Introduction | Deciphering China’s Security Intentions in Northeast Asia
Countries active in Northeast Asia differ in how they interpret China’s intentions in regard to security. Does China seek regional domination? Is it defensively resisting the aggressive designs of other states, especially the United States? Is it satisfied with a balance of power that will persist for a considerable time? We begin with a close-up of Chinese thinking, then turn to snapshots of the views of the four other countries active in the region, excluding only North Korea. This introduction offers a summary of the chapters that follow, focusing as well on comparisons of four cases.

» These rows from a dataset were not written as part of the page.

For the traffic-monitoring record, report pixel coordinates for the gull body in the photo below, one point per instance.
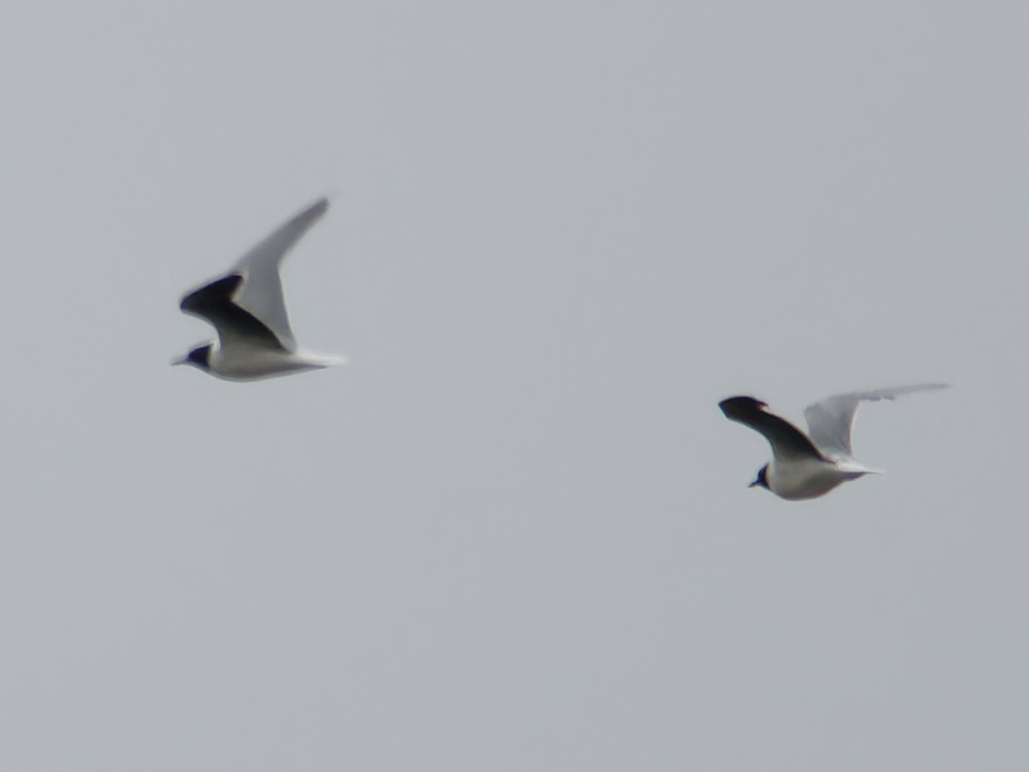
(247, 308)
(811, 465)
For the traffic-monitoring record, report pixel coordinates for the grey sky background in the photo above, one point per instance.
(513, 532)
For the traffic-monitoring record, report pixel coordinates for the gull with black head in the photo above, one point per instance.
(247, 308)
(810, 465)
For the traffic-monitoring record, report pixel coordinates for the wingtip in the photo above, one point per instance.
(739, 406)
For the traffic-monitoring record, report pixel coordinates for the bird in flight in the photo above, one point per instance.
(247, 308)
(810, 465)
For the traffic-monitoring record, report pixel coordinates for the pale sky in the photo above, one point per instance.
(513, 533)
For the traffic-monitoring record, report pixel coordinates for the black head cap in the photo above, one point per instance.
(763, 478)
(201, 356)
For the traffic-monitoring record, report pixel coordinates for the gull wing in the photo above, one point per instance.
(829, 421)
(236, 325)
(785, 439)
(261, 293)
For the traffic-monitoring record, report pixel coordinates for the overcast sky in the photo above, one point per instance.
(513, 532)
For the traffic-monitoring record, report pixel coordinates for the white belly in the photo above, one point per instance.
(809, 478)
(245, 363)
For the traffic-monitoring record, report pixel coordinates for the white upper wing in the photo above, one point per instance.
(261, 293)
(829, 421)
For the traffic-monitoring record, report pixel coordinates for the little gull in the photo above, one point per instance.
(248, 310)
(810, 465)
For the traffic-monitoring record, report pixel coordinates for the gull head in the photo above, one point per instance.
(763, 479)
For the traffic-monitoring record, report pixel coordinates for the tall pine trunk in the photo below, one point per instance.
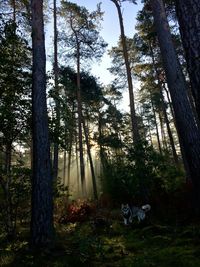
(134, 124)
(188, 13)
(187, 128)
(57, 103)
(42, 198)
(91, 161)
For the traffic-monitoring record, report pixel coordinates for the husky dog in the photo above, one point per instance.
(129, 213)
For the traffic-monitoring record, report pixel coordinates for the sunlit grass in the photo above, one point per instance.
(79, 244)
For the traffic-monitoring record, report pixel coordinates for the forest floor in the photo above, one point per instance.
(110, 244)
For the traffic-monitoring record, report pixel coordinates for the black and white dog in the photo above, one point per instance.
(129, 213)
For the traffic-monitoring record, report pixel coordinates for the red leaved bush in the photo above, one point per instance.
(78, 211)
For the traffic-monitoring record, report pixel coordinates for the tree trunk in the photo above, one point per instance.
(80, 119)
(188, 13)
(135, 131)
(64, 166)
(57, 103)
(187, 128)
(42, 198)
(157, 132)
(91, 161)
(163, 108)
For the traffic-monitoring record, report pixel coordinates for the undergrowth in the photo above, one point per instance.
(111, 244)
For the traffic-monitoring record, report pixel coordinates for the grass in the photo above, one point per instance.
(81, 244)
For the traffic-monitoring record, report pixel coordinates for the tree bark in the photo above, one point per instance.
(57, 103)
(188, 13)
(135, 131)
(187, 128)
(91, 162)
(42, 198)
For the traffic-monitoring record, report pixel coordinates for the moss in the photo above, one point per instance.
(79, 245)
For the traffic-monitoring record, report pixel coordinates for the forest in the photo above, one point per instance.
(84, 182)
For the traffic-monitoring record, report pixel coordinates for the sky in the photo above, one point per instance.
(110, 32)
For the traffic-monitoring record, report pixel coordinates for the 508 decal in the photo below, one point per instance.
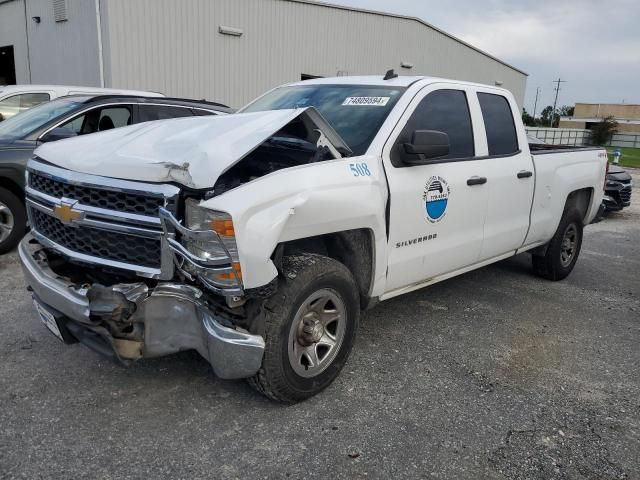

From China one often finds mixed messages about its real intentions. While attention has been most heavily concentrated on the South China Sea, where China’s militarization keeps moving forward, its intentions on the Korean Peninsula, toward the Russian Far East and Mongolia, and toward Japan (beginning with the East China Sea) matter as well. High expectations were visible in 2014-15 when Xi Jinping and Vladimir Putin were showcasing increased cooperation and even integration of their economies, reaching to the Russian Far East. Anticipation rose as well when China on March 2, 2016 supported tough new UN Security Council sanctions on North Korea and, soon afterwards, appeared briefly to suggest that it is amenable to five-party talks to coordinate versus the North. Considering that Xi is finally meeting with Abe Shinzo, including the renewal of the China-Japan-Korea summit in November 2015, China’s views on Northeast Asia appear more cooperative in managing crises and supporting more economic cooperation than in recent years. Yet, the five chapters in Part I cast doubt on such optimism, pointing to suspicions in China and elsewhere about prospects. The chapter on China’s thinking points to a pessimistic outlook; that on U.S. thinking finds the mainstream to be warning against Chinese plans to establish a sphere of influence in Northeast Asia; and that on Japan foresees some dangerous unintended consequences of China’s intentions to change the status quo by force. The chapter on Russian thinking, despite differentiating three schools with different ideas about the impact on Russia, largely confirms the impression that China is poised to challenge the United States, which many welcome even as they may doubt other Chinese aims. Only the chapter on South Korean thinking was decidedly doubtful about intentions of this sort, but North Korea’s nuclear test in early 2016 shifted the terms of debate.